TORONTO— Jean-Marc Vallée’s Wild was in the spotlight at the Toronto International Film Festival this past fall, and by extension so was Laura Dern. Though Dern’s is a supporting role, she acted as the de facto spokesperson for the film, tirelessly talking it up through an intense burst of interest.
When she met with the Straight the afternoon before the film’s red-carpet gala premiere, Dern was barefoot in a room at the Royal York, her prodigious six-inch heels in an abandoned tangle in the corner. (Later, she would lean on a couple of journalists as she carefully teetered her way down the front stairs and into a waiting limo.)

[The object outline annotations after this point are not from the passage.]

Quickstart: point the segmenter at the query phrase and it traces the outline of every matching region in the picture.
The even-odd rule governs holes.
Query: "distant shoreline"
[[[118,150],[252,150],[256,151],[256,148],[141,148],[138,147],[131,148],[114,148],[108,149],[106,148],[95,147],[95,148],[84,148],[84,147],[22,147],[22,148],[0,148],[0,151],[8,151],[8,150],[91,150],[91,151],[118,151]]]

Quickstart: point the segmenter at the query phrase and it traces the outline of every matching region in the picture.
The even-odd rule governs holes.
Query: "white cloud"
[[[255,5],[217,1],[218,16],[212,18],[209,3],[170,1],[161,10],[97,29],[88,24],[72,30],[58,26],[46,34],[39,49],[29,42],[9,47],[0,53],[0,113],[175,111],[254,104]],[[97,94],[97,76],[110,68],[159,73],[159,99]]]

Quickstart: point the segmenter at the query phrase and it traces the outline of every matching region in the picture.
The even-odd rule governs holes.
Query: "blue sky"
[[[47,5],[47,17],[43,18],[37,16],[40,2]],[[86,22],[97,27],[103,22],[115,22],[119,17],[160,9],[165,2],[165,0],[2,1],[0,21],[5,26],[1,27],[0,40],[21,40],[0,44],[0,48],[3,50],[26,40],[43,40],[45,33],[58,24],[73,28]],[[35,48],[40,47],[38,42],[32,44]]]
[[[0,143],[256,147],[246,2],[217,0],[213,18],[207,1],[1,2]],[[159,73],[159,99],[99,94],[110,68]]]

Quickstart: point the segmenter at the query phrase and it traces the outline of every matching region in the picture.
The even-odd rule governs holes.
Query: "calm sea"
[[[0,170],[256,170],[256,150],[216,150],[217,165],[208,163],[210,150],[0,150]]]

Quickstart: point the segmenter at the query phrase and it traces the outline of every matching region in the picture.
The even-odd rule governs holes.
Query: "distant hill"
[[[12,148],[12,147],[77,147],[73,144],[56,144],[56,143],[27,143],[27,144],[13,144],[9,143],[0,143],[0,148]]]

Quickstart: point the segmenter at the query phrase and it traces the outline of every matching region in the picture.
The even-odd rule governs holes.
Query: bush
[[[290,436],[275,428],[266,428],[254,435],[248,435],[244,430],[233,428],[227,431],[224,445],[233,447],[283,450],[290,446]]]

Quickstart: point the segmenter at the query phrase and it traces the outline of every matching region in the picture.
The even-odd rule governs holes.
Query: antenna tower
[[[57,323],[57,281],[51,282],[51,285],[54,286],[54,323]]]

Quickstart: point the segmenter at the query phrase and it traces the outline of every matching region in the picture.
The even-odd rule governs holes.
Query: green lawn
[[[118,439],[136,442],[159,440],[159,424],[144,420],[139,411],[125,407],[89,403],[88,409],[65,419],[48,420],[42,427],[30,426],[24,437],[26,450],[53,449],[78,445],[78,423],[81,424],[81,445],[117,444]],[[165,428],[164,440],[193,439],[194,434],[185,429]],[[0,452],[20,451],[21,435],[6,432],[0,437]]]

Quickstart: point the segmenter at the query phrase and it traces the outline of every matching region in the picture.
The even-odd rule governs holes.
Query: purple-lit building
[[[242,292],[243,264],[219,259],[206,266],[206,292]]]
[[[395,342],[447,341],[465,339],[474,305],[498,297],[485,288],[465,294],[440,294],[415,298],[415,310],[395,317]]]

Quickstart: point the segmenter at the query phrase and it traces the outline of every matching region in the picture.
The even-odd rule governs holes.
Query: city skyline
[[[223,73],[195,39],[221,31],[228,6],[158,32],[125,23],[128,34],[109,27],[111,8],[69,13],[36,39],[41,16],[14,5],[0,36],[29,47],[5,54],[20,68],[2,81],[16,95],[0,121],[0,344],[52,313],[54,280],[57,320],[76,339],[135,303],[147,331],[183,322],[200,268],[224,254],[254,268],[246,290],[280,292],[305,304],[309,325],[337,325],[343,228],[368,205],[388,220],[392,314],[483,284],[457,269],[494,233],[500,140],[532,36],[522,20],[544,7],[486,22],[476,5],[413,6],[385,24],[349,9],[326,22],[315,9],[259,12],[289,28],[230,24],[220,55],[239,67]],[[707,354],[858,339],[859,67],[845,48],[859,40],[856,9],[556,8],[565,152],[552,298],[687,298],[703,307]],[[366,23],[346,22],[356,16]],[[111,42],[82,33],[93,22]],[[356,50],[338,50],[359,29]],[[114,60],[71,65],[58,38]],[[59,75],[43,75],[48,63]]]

Even (or especially) in her bare feet, Dern is an impressive presence. The film, based on writer Cheryl Strayed’s memoir, is the story of a hike Strayed did to exorcize her personal demons (heroin and promiscuity, chiefly) along the challenging terrain of the Pacific Crest Trail, through California and Oregon. Reese Witherspoon plays Strayed, and Dern plays her deceased mother, Bobbi, an influential yet tragic presence in the author’s life, who appears as a fragment of the protagonist’s memory.
To Dern, though, the importance of her role is undiminished by her scant screen time. As she told the Straight, the adapted screenplay by Nick Hornby moved her to tears when she first read it.
“First of all, Jean-Marc has so beautifully captured, in a deep way, the story of Cheryl’s hike as a shared experience of grief that all of us have as an inescapable part of our lives,” she said. “And to see a film where the movie ends and we are seeing a woman stand there with no man, and no job, and no money, and no real family with her is so powerful and very rare. I feel so proud as a woman to be part of a film like that, because we’ve been told our whole lives that we need ‘the thing’—job, power, money, man—to be somebody.”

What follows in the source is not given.